Charles F. Gillette and Landscape Architecture in Virginia
George C. Longest
From the 1920s through the 1960s, the name Charles F. Gillette was synonymous with the best in landscape design in Virginia as well as the upper South. The peak years of Gillette’s career as a landscape architect coincided with the height of the Country Place era, when wealthy property owners throughout the United States built impressive country residences surrounded by meticulously conceived gardens and dramatic vistas.
Charles Gillette began landscaping private gardens for Virginia’s predominantly Georgian-style suburban estates almost immediately upon establishing his office in Richmond around 1917. His first major project was the Nelson House in Yorktown. In the ensuing years, he would plan the gardens of hundreds of estates including Kenmore, Agecroft Hall, Virginia House, Nordley, Milburne, Redesdale, and Little Yatton.
Country Place landscape design demanded careful attention to detail, concern for proportion and scale, clear spatial organization, and a harmonious relationship between plan and plantings – all elements in which Gillette excelled. His genius lay in his adaption of traditional forms and styles to the requirements of the Virginia climate and countryside. When the Architectural League of New York honored his work in 1938 for its “charm and adherence to the Southern tradition,” Charles Gillette’s reputation as the interpreter of southern gardens had already been firmly established in the Old Dominion.

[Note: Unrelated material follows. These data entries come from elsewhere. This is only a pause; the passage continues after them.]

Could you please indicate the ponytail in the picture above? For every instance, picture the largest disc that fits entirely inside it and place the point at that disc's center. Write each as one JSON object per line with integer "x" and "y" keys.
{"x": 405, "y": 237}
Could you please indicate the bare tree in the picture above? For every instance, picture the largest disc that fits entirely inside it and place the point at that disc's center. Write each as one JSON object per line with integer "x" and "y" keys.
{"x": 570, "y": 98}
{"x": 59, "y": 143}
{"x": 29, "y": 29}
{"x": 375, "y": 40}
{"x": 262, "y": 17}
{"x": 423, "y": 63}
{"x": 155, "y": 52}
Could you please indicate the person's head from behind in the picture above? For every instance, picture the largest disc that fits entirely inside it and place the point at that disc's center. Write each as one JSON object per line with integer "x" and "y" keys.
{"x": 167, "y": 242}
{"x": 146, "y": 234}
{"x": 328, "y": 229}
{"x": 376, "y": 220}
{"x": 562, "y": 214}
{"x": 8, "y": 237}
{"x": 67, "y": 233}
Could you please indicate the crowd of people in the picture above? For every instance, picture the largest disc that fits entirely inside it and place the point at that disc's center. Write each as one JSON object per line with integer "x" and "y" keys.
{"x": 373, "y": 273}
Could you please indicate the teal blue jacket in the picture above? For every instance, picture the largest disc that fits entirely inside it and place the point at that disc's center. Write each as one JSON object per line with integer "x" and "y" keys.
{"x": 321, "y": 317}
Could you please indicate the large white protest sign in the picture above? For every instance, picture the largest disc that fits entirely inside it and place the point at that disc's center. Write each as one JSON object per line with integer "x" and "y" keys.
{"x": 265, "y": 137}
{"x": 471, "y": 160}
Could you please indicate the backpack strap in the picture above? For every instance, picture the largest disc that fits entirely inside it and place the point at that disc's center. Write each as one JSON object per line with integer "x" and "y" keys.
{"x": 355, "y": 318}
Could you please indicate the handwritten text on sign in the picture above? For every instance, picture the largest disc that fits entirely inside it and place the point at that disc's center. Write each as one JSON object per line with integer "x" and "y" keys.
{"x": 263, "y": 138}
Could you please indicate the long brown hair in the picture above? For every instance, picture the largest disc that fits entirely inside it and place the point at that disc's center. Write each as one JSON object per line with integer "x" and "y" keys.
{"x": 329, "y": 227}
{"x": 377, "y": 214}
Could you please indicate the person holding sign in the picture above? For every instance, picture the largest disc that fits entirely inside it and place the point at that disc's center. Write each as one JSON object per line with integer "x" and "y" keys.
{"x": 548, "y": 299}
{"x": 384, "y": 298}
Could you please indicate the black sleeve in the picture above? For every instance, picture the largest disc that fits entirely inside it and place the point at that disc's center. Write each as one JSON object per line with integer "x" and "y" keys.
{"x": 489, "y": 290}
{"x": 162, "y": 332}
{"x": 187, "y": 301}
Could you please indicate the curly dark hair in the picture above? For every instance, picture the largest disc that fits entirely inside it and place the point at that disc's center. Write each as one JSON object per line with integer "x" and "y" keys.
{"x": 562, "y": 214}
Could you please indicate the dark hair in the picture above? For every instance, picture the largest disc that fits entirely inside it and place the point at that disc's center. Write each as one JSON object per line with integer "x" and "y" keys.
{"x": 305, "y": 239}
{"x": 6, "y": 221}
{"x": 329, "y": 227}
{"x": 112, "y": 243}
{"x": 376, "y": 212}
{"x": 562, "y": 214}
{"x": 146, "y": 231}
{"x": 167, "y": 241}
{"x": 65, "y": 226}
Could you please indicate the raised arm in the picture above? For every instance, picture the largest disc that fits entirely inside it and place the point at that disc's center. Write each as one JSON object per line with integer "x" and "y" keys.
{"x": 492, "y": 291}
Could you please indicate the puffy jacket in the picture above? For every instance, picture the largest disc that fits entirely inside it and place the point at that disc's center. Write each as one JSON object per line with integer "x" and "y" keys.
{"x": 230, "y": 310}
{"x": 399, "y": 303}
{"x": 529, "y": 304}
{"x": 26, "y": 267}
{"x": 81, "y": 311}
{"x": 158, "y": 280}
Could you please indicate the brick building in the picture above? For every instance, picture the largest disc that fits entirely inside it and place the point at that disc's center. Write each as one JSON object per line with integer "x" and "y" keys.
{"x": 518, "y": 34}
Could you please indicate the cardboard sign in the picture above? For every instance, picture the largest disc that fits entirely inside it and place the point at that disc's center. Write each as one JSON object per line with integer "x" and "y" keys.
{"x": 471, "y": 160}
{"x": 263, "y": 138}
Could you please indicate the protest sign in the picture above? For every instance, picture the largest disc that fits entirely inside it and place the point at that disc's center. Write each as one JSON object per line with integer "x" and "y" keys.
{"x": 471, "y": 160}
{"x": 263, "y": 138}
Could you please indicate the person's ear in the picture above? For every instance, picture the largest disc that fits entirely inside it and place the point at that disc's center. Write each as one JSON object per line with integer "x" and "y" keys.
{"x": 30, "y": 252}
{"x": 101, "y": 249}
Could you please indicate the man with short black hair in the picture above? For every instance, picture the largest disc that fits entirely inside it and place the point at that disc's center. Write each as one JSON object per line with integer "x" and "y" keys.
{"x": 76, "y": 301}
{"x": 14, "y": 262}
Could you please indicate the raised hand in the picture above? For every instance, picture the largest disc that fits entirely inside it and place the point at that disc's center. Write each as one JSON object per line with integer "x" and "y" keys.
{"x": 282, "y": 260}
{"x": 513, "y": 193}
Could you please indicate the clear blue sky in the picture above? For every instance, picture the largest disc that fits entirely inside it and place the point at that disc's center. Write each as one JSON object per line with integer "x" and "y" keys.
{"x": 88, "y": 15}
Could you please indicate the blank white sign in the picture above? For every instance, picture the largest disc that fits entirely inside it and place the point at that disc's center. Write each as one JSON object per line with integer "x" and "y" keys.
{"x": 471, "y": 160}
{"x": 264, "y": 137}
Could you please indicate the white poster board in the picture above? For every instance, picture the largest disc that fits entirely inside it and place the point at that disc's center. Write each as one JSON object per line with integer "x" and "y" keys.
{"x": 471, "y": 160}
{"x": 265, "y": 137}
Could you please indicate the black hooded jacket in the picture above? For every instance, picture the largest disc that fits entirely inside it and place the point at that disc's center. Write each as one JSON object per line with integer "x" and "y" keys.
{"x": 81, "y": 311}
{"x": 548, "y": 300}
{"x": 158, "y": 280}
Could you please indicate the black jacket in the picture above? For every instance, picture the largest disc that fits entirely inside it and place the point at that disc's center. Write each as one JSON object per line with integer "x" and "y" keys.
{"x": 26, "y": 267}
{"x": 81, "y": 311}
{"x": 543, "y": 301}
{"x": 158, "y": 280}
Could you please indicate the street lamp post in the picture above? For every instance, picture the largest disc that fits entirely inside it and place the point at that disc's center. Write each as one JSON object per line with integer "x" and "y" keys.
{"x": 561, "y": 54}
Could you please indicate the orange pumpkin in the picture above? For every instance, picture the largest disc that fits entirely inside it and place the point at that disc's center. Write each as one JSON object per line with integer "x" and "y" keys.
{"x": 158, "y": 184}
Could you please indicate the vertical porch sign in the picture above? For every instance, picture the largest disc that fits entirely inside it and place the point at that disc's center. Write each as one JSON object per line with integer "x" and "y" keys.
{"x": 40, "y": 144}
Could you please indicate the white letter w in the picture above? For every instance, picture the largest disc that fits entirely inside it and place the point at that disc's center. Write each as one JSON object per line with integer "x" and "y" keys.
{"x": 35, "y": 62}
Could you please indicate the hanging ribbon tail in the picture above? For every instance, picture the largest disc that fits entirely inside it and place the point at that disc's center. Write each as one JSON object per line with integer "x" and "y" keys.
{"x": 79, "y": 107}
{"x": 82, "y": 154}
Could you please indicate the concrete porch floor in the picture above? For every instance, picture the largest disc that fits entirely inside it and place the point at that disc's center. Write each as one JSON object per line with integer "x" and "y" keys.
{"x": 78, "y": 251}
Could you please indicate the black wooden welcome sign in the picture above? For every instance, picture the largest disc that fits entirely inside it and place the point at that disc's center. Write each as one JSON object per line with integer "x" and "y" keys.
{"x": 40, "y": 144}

As the Country Place era came to an end in the wake of the Great Depression and the New Deal’s revision of United States tax laws, Gillette shifted his focus to the greater community, undertaking numerous large-scale educational, corporate, and government projects. From the University of Richmond (the commission that first brought him to the South), the Executive Mansion, and the Ethyl Corporation in Virginia to Davidson College in North Carolina, Holy Trinity Mission Seminary in Maryland, or a public housing project in Asbury Park, New Jersey – Charles Gillette left his distinctive imprint on public as well as private space.
In this engaging study of Charles Gillette and his work, George Longest provides a sympathetic portrait of a complex man who was at once cultured and charming, yet also opinionated and irascible. Longest unravels the process through which Gillette, who always demanded perfection from himself and his associates, established a distinctive regional style and set a tradition of quality and professionalism that became the standard in his field.
GEORGE C. LONGEST earned his doctorate in American literature from the University of Georgia in 1969. The author of Three Virginia Writers; Mary Johnston, Thomas Nelson Page and Amélie Rives Troubetzkoy: A Reference Guide (1978), he is currently associate professor of English at Virginia Commonwealth University, in Richmond.